Con esos dos versos, Miguel Otero Silva
reafirmaba la condición arbitraria de la muerte. Lo que la tradición occidental
ha encarnado en un lúgubre personaje dotado de guadaña, es, a no dudarlo, un ente caracterizado por la estupidez y el
capricho, incapaz, por ende, del menor sentido de la oportunidad.

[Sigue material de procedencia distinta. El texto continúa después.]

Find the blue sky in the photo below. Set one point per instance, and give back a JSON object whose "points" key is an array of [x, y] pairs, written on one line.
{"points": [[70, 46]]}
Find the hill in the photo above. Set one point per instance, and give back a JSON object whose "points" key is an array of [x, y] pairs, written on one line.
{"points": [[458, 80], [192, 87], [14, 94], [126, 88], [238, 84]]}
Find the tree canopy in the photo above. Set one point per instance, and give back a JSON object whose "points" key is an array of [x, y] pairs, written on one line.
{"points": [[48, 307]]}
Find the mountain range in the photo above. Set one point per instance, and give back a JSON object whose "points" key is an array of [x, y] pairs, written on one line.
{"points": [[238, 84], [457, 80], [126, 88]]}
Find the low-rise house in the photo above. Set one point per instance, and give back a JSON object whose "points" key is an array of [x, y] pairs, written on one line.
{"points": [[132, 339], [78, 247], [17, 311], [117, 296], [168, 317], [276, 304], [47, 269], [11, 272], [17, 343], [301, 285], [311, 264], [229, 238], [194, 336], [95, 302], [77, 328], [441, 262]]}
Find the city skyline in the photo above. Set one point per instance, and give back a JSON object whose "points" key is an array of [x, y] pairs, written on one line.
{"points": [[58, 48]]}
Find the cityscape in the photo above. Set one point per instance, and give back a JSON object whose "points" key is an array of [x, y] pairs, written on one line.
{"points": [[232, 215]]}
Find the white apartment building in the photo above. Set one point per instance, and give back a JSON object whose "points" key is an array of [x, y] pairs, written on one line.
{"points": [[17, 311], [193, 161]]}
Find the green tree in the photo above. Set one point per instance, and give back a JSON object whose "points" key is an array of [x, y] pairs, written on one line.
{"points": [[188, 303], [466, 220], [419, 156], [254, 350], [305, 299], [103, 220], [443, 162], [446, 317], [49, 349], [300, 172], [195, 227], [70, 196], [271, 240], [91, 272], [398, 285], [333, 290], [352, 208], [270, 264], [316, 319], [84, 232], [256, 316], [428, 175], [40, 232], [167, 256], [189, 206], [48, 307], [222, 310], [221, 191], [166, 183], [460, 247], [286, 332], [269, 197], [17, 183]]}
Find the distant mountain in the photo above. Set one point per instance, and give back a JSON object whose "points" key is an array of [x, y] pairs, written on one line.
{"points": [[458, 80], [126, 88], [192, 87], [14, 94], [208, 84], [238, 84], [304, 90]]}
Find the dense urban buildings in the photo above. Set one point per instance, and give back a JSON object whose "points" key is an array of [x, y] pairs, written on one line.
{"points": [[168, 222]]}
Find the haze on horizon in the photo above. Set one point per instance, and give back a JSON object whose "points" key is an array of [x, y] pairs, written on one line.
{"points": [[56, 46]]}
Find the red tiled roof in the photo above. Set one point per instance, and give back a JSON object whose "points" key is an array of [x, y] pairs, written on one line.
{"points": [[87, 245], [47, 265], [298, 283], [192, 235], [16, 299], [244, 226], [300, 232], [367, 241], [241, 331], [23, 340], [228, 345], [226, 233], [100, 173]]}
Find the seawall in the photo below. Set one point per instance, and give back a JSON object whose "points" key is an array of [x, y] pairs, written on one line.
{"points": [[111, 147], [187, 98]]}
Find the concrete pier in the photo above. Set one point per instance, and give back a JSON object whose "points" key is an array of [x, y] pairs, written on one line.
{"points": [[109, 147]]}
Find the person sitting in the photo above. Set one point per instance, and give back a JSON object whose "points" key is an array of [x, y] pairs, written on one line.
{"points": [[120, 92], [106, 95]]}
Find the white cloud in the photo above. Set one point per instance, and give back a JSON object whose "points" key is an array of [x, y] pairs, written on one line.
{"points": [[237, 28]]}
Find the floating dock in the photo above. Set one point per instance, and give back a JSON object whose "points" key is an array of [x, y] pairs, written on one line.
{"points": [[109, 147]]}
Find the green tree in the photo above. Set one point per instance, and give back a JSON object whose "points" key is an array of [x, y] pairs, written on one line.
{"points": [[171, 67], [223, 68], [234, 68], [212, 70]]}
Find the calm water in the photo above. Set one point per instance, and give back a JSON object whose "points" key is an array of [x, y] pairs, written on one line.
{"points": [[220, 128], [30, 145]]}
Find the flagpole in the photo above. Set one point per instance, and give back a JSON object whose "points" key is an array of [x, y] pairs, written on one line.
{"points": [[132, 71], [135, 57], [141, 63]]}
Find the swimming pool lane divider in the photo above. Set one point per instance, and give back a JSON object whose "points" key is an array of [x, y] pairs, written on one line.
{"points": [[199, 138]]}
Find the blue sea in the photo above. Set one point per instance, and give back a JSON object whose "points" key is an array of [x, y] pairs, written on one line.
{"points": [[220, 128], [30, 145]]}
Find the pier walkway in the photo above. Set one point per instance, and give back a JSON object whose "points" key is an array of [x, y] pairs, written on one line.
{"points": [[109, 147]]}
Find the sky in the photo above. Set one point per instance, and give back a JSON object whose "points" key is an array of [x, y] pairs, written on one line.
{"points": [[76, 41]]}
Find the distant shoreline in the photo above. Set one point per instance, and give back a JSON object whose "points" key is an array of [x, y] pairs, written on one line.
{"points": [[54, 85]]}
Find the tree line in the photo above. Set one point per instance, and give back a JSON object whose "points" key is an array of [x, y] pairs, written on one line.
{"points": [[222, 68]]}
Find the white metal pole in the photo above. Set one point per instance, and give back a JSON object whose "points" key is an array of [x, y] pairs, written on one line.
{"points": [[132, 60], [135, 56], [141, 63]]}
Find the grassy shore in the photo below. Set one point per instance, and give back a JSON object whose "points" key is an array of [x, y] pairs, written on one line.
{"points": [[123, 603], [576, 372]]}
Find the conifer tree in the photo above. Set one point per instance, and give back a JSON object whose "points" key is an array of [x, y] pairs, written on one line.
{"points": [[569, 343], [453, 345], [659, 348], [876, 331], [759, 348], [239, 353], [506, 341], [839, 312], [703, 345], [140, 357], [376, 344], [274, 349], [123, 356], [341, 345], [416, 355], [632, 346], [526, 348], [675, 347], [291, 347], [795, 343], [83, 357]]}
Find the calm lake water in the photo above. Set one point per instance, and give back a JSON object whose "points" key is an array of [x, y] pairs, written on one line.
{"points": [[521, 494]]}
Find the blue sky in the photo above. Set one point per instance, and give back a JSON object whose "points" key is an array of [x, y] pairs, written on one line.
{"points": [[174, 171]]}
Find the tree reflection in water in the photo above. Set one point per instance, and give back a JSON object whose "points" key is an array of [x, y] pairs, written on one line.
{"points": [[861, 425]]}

Lo extemporáneo de la muerte del Comandante
Chávez es algo que muy pocos dejarán de
percibir, incluso entre aquellos que siempre le adversaron. No solo porque
cronológicamente hablando, su expectativa de vida hubiese podido exceder en
décadas el momento de su fallecimiento, sino porque la historia le había
asignado un rol, a todas luces inconcluso, en el devenir de la Venezuela
contemporánea.
Para quienes
trajinamos las cuatro décadas finales del siglo XX, el panorama político y
social del país no podía ser más desolador. La desesperanza era el sino de los
tiempos. Quienes entonces aún se
aferraban, aunque no fuese mas que una reserva del alma, a un proyecto de
redención colectiva, entendían que nada ocurriría durante mucho tiempo que
alterase la pendiente que sin pausa ni tregua hundía a Venezuela y a los
venezolanos en la abulia y la miseria.
Incluso sin las
consecuencias ulteriores que tuvo, la insurrección cívico militar de 1992
liderada por el Comandante Chávez, habría logrado el nada desdeñable efecto de
ser una campanada capaz de poner en alerta a una población que llevaba mucho
tiempo abotagada por un discurso sin fin, en el que se repetía que seríamos
pronto más felices y prósperos si aceptábamos ser cada día más tristes y
pobres.
Recuerdo la
inesperada opinión de un amigo, a los pocos días de la insurrección, según la
cual nada mejor habría podido pasarnos, puesto que vivíamos en un país sin
expectativas, sin proyectos y, por ende, sin futuro. Y aunque ese amigo
terminaría prontamente engrosando las filas de la oposición más visceral al
gobierno de Chávez, la suya me parece aún hoy una explicación que resume en
pocas pero eficaces palabras, el punto de depresión al que habíamos calado como
pueblo.
Se ha dicho sin
pausa que Chávez era un vendedor de ilusiones, y es casi risible
constatar que quienes eso afirmaban, no cayeron nunca en cuenta de la
extraordinaria verdad que expresaban. Nadie como el Comandante percibió que la
necesidad más perentoria de los venezolanos, en ese momento, era el vislumbre
de un horizonte posible, cosa que la mayoría de nosotros fuimos incapaces de
ver, entregados como estábamos a la desesperanza y la derrota.
La imperdonable
muerte enamorada del poeta Miguel Hernández, nos ha privado de un líder y
visionario capaz de repartir esperanzas y sueños, pero también vitalidad y
confianza en un pueblo que amó la ilimitada sencillez de su alma, su capacidad
de ser llano, su humildad para equivocarse y reconocerlo, su imposibilidad
esencial de separarse de lo más autentico del ser venezolano.